Thanks for the tip and site. I have found one site selling the mountain twin for 380. I'm in the 3-400 range is say.


----------



## dopeboards (Aug 13, 2013)

master_broshi said:


> Thanks for the tip and site. I have found one site selling the mountain twin for 380. I'm in the 3-400 range is say.


No prob. what site did you see the mountain twin on?


----------



## master_broshi (Aug 13, 2013)

Just the 158w left on rei


----------



## binarypie (Nov 29, 2009)

I absolutely love my Jones Mountain Twin! 

I sold my ProtoCT to buy it and I would never go back.


----------



## hktrdr (Apr 3, 2012)

Between those two boards definitely the Mountain Twin for East Coast/Northeast riding - you will rarely (if ever) need the powder capabilities of the Turbo Dream and Magnetraction of the Jones will help on ice. In fact, I would even pick the Custom over the Turbo Dream for you riding.

In terms of sizing, there is not much difference between the 158W and the 160 Mountain Twin, so either one should work.


----------



## Banjo (Jan 29, 2013)

hktrdr said:


> Between those two boards definitely the Mountain Twin for East Coast/Northeast riding - you will rarely (if ever) need the powder capabilities of the Turbo Dream and Magnetraction of the Jones will help on ice. In fact, I would even pick the Custom over the Turbo Dream for you riding.
> 
> In terms of sizing, there is not much difference between the 158W and the 160 Mountain Twin, so either one should work.


^^^This is great advice. Buddy got one last season and love love loves it. 158W would be perfect for sure, set it back if you find the deep, twin it up on the east side.


----------



## hktrdr (Apr 3, 2012)

Banjo said:


> ^^^This is great advice. Buddy got one last season and love love loves it. 158W would be perfect for sure, set it back if you find the deep, twin it up on the east side.


Mountain Twin is set back by default.


----------



## master_broshi (Aug 13, 2013)

I appreciate all the advice. Hopefully I can get a turbo dream fan in here just for the sake of argument. If not looks like I may be going mountain twin.

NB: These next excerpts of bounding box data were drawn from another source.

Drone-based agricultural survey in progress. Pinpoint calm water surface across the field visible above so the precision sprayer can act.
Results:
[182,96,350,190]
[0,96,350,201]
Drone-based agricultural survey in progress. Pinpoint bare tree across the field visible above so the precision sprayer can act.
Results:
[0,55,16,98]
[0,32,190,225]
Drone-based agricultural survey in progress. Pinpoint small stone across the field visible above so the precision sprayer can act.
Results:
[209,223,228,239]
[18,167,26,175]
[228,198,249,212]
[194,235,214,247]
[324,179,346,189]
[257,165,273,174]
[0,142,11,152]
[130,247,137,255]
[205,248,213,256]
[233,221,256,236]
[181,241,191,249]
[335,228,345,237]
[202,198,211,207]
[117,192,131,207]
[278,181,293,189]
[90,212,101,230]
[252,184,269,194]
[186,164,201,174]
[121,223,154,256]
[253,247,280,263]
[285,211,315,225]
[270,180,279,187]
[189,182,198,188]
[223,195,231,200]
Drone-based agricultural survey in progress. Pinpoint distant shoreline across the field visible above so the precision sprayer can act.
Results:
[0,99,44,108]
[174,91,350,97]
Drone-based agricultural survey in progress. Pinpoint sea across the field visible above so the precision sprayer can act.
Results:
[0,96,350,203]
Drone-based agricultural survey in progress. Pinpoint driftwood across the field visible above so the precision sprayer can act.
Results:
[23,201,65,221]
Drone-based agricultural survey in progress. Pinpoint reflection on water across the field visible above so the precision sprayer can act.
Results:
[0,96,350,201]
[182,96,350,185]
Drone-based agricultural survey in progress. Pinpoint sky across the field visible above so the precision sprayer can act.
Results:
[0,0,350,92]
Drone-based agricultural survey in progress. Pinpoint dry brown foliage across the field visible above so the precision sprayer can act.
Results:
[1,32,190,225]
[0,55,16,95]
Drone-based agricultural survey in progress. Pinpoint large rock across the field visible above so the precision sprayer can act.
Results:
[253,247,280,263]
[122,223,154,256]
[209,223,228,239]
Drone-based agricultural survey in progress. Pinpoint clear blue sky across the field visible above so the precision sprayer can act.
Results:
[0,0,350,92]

Ay binding suggestions? I'm more or less clueless there...


----------



## Banjo (Jan 29, 2013)

hktrdr said:


> Mountain Twin is set back by default.


Right but depending on the width of your stance, you can centre it to have approx same amount of tip and tail. Its the same profile and set back as my YES Big City.


----------



## master_broshi (Aug 13, 2013)

So now I am trying to pick a good pair of bindings to complement this board.

I have always ridden Ride bindings, so I haven't really looked into much else.

I have found good deals on the *Ride Rodeo* and *Ride EX*.

I am not sureif the Rodeo is right for All mountain but their specs line up with what I am looking for. The EX's seem basic enough, but I have always owned these (just old ones or the LX's I can't remember) and I am kind of looking for a change of pace, but they are solid and have treated me well in the past.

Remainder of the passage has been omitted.